After all, the smell doesn’t actually bring the times back. It reminds you of them, but also that they’re gone. So is that soothing or just upsetting? Is nostalgia nice? That’s the question it comes down to. “It depends” is probably the answer – it’s the answer to most deep questions, in my experience. Nostalgia is certainly not always nice – you only want so much of it, I reckon, or you become crushed by the unbearable poignancy of the passage of time. So is it helpful to have smelly candles generating more of it? Isn’t enough of it naturally occurring? And shouldn’t candles stick to just smelling unemotionally pleasant rather than probably a bit manky but in a way that makes you want to cry?

Maybe these candles do basically just smell nice and the descriptions are mainly a joke, or the sort of extreme inference that a professional smeller might make about aspects of a relatively normal perfume, like wine tasters do when they talk about burnt tyres or earth or berries when the word they’re looking for is “wine”. I doubt it though. Paul Firmin, co-founder of Earl of East, is very scathing about conventional scented candles using wacky names, saying of the candle “This Smells Like My Vagina” from Gwyneth Paltrow’s range: “That was just a marketing ploy – the scent is like a floral scent! If we were creating the scent of a local it has to smell like a pub or what’s the point?”

There does seem to be a bit of a trend for candles that smell of aspects of life rather than perfume. The retailer Loaf offers a selection including “Summer Holiday”, “Pencil Sharpenings” and “Granny’s Garden” (which sounds like it belongs in Gwyneth Paltrow’s range) and “perfume publisher” Frédéric Malle’s website offers “Chez Monsieur” – “Monsieur emerges from the shadows of the library, smoking in his armchair and reading the paper” (that does sound whiffy) – and “Notre Dame”, which “recreates the atmosphere of evening mass in a Parisian church”. Using decorative fire to evoke a building so nearly destroyed by it.

I’m suspicious of candles for that reason: the fire. It makes me nervous and I’m always keen to blow them out, which makes a nicer smell than any scented candle, in my view. Maybe Earl of East could make a scented candle that smelt like an extinguished candle when it was still burning? That would confuse me.

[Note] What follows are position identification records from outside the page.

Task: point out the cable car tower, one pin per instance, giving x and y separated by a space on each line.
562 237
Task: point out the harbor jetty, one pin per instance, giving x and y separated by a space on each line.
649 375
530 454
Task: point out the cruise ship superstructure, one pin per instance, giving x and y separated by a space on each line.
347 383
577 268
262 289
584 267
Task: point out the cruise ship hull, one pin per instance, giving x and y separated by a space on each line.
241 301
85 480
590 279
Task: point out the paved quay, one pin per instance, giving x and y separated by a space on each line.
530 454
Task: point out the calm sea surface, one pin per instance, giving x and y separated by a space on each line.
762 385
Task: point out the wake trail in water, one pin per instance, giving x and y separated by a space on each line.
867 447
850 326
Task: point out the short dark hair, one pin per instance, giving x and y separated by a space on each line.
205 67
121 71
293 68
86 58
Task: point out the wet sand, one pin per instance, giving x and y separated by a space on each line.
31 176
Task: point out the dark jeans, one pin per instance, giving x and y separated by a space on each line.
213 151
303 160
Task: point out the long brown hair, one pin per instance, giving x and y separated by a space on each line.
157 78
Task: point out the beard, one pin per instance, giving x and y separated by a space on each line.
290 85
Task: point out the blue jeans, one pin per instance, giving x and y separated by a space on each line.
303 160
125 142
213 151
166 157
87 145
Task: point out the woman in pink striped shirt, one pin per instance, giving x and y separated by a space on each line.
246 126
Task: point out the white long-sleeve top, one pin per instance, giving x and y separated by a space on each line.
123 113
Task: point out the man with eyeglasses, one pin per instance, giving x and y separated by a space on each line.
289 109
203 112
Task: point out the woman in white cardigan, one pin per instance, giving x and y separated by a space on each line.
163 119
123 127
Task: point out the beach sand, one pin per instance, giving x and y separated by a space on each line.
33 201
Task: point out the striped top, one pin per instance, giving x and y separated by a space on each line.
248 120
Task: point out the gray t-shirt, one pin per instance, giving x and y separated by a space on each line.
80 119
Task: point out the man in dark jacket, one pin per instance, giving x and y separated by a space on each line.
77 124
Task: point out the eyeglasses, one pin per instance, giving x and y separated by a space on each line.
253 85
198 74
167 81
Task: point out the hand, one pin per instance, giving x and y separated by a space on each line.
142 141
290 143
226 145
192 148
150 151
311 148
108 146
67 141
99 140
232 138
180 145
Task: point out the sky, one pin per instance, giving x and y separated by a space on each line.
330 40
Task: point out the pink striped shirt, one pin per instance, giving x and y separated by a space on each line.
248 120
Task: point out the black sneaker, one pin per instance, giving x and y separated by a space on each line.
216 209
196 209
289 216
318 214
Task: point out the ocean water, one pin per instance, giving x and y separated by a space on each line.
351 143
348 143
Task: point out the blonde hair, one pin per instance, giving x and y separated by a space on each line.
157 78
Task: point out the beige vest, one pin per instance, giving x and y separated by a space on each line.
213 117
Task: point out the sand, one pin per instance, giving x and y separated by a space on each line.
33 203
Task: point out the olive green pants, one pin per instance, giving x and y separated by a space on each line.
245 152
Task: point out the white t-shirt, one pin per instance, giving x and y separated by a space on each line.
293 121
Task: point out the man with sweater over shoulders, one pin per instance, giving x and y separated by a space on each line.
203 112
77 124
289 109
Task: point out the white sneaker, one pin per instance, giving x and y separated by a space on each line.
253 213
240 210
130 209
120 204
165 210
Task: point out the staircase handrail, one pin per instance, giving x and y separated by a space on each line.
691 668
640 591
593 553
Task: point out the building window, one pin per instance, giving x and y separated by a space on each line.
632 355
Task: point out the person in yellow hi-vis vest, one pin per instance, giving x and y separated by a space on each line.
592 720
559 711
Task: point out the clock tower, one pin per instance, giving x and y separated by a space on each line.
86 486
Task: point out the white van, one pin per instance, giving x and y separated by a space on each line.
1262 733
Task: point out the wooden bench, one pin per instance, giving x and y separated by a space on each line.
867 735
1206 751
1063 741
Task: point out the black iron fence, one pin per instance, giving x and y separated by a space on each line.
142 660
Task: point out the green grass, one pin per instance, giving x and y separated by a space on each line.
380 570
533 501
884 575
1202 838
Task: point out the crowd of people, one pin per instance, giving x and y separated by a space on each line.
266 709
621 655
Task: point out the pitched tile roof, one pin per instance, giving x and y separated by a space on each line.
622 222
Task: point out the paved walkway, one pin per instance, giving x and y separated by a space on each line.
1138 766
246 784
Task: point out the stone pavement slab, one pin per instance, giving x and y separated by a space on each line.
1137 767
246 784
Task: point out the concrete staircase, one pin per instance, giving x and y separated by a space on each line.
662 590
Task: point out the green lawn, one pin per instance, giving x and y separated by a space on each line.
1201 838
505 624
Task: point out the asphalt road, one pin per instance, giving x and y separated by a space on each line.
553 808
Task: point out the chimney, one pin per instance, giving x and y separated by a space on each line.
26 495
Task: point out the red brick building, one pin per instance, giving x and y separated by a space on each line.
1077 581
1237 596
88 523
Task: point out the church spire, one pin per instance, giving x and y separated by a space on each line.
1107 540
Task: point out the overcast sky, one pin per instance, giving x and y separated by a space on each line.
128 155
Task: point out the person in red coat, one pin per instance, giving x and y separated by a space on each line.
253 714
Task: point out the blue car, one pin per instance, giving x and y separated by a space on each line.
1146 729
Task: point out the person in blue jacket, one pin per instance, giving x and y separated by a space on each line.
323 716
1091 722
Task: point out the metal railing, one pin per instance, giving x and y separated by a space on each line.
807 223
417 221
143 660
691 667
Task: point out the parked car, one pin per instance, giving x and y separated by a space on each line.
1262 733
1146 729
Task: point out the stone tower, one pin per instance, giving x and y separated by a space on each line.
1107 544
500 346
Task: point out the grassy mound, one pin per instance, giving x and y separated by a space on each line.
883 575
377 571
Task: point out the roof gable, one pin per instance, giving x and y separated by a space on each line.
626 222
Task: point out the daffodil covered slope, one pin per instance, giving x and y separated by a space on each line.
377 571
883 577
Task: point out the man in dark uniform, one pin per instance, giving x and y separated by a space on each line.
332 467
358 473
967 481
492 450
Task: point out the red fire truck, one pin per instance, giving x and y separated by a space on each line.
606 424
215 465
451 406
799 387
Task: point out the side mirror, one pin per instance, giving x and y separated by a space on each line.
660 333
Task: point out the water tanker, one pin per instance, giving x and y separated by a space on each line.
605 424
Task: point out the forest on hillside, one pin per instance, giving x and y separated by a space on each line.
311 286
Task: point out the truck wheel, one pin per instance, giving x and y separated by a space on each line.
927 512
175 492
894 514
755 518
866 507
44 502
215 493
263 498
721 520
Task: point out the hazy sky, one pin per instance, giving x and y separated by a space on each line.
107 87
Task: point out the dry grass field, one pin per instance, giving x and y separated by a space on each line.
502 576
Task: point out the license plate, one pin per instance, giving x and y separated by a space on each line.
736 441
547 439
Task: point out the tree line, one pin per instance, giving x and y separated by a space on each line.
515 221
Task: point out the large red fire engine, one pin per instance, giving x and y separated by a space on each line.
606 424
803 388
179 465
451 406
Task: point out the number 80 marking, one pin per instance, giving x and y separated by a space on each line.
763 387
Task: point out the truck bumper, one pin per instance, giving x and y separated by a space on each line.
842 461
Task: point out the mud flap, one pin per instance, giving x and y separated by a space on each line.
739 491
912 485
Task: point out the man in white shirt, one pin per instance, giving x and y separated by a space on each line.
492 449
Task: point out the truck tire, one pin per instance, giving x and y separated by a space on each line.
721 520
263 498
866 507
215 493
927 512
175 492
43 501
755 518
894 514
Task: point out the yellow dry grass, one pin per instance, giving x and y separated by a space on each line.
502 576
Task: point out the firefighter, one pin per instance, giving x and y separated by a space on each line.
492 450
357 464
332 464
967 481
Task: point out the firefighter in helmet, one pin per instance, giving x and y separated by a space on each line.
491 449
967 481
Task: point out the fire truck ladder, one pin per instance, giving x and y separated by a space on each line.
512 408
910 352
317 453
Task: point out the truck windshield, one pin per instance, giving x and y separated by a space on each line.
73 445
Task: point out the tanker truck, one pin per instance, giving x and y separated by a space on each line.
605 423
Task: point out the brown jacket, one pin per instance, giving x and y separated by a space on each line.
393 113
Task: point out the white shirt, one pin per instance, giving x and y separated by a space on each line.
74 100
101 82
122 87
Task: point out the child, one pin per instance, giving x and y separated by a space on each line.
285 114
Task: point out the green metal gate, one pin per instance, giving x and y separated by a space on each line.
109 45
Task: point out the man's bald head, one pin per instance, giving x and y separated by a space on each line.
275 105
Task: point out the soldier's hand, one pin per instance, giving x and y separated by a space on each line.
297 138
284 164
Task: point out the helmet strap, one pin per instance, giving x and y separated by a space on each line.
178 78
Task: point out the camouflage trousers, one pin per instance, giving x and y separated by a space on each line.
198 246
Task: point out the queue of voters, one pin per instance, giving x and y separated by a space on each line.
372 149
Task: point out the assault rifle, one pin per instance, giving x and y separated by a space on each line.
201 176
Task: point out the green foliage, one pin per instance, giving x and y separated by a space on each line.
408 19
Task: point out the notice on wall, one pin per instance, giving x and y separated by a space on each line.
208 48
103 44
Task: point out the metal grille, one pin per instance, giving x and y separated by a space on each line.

I suspect that the people of past ages, which were beset by many catastrophic fires, would find it positively offensive that we continue to use flames for fun when they are no longer necessary for either heat or light. Every day they took their lives in their hands, living in buildings built like tinder boxes and requiring naked flames to see after dark and avoid hypothermia. If only there was an alternative, they must have dreamed! It would have seemed impossible, a sci-fi utopia where you could find your way downstairs at midnight without taking a 2% risk of setting light to the bobble on your nightcap.

How baffled they’d be to learn that, while science granted humankind the miracle of flame-free heat and light, everyone still lights loads of candles anyway. We put them on thousands of restaurant tables, we light them to make a nice smell, we turn off radiators and put firelighters under dry logs just for the picturesque crackle, we arrange tea lights round our baths, we barbecue for fun. We may wash our hands regularly, wear masks in shops and maintain a 2m distance where possible, but we literally play with fire.